The BBC's Will Ross in Uganda says Dr Besigye's attempt to defeat Mr Museveni - once his close ally - in next month's presidential election is not being helped by his court appearances.
The rape case will continue on Friday when Dr Besigye's treason trial is also due to begin.
On Tuesday, Dr Besigye joined his four presidential rivals on the campaign trail addressing some 10,000 of his supporters in Kayunga district north-east of the capital, Kampala.
President Museveni has been in power since 1986
Dr Besigye criticised President Museveni over democracy and rights and said it was time for change in Uganda.
"This election is about democracy... this election is about a referendum on President Museveni.
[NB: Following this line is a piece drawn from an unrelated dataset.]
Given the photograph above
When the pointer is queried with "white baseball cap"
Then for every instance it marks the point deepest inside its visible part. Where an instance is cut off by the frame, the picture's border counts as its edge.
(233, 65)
After we win, we shall invite our tormentors to come back to the table and see how democracy functions," he said.
While at his rally, President Museveni described Dr Besigye as a coward for leaving the army and said he must prove his innocence.
The president is under fierce international criticism for being reluctant to leave power and for the handling of his main political rival, but he still has considerable support, our correspondent says.
"I like Museveni so much because of bringing peace in Uganda," a woman shopkeeper in Kayunga said, unmoved by Dr Besigye's campaign message.
"I want to stay with Museveni," she said.
On Wednesday, Mr Museveni travelled to Rukungiri District, where our correspondent says he will have to campaign hard as it is the home area of Dr Besigye.
Dr Besigye is viewed as the first credible challenger to Mr Museveni, who has been in power for 19 years.
These will be the first multi-party elections since Mr Museveni took power.
The only woman in the race is the Uganda Peoples Congress party candidate, Miria Obote, wife to the late president Milton Obote.
UPC spokesman Joseph Ochieno told the BBC's Focus on Africa that their campaign was going very well and she had been overwhelmed by the reception she had received across Uganda.
"The Kizza Besigye saga has been rather unfortunate in terms of coverage but we are pleased he has been released. He should not have been imprisoned in the first place."